Marie Monge orchestre ainsi une montée en puissance très efficace de la tension entre ses différents protagonistes, culminant dans une séquence de course poursuite dans une gare justifiant à elle seule un dispositif de mise en scène assez convenu dans les deux premiers tiers du film. Si la caméra à l’épaule et ce régime de filmage sont presque devenus une convention dans la production de courts-métrages actuelle, on salue ici son utilisation maîtrisée grâce au travail du chef-opérateur et cadreur Boris Levy.
Mais la qualité principale de « Marseille la nuit » tient dans sa révélation d’un acteur, Karim Leklou, véritable boule de nerfs canalisant l’attention tout le long des quarante minutes que dure le film. L’interprète de Teddy, dont la masse corporelle impressionnante dispute à son regard d’enfant perdu une caractérisation trop hâtive, convainc de bout en bout dans ce rôle de gros nounours capable d’accès de violence.

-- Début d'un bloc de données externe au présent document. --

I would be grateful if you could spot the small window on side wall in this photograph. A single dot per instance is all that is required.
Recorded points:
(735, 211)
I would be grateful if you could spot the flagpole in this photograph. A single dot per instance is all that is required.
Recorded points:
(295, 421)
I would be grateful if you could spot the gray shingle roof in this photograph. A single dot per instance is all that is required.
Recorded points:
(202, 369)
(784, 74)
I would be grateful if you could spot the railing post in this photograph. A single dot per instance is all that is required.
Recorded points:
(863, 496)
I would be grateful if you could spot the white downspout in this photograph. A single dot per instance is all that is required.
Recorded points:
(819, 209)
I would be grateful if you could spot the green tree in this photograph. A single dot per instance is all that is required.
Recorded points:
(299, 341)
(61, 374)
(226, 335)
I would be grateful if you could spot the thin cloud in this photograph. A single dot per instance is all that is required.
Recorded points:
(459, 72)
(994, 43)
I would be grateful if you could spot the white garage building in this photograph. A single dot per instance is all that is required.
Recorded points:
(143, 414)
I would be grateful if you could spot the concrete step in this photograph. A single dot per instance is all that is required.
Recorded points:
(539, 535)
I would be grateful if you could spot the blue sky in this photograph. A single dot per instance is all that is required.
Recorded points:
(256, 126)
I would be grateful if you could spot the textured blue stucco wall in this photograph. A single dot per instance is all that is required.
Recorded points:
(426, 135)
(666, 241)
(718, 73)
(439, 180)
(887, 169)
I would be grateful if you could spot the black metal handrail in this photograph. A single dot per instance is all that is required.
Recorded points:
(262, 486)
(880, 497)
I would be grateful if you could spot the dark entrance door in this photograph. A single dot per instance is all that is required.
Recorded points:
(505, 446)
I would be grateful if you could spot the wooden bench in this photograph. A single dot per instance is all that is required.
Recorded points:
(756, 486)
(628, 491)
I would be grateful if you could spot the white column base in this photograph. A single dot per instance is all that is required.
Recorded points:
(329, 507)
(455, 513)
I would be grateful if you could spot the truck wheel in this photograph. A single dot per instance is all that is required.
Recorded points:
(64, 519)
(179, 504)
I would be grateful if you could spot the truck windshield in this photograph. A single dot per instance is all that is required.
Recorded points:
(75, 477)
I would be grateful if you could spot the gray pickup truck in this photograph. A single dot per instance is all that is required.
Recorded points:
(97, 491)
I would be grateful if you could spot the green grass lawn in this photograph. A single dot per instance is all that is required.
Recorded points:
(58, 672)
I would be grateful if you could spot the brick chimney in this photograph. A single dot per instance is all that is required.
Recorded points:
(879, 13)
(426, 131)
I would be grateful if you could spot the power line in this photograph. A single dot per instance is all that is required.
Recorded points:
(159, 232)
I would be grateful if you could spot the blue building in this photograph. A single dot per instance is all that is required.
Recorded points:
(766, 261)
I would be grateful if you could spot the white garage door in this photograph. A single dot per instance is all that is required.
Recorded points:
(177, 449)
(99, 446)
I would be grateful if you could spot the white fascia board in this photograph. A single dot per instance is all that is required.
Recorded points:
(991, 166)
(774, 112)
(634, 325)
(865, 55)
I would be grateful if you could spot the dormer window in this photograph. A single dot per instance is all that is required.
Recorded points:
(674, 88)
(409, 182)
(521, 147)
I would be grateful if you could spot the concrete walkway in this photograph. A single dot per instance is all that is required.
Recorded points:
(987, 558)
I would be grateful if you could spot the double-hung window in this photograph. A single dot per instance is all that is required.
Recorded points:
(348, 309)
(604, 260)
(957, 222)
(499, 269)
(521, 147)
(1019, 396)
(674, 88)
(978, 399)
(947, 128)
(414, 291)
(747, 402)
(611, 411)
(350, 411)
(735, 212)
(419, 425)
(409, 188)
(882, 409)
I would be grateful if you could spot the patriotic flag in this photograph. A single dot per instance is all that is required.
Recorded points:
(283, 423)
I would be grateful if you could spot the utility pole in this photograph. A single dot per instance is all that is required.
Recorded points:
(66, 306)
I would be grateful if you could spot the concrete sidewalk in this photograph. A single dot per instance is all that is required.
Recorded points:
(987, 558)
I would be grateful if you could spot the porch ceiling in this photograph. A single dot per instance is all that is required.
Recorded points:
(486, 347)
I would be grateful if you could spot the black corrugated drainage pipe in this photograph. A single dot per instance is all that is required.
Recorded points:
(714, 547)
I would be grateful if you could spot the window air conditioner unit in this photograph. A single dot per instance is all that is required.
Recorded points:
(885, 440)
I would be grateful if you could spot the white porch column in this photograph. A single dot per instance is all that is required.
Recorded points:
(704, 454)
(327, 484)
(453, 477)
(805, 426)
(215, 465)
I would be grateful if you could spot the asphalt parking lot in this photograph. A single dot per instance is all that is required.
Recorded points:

Les deux prix d’interprétation obtenus au festival Premiers Plans d’Angers puis à Côté Court en 2013 ont confirmé l’enthousiasme suscité par cet acteur plus que prometteur, pour qui les portes du long-métrage semblent déjà grandes ouvertes (un second rôle dans « Les Géants » de Bouli Lanners en 2011 et dans le plus récent « Suzanne » de Katell Quillévéré en attestent).
Marie Monge révèle à la fois un comédien et un talent certain de direction d’acteurs avec ce court-métrage. Il y a fort à parier qu’en continuant de creuser des thématiques personnelles et pour peu qu’elle se détache de références un peu pesantes, elle nous réserve de vrais surprises pour la suite.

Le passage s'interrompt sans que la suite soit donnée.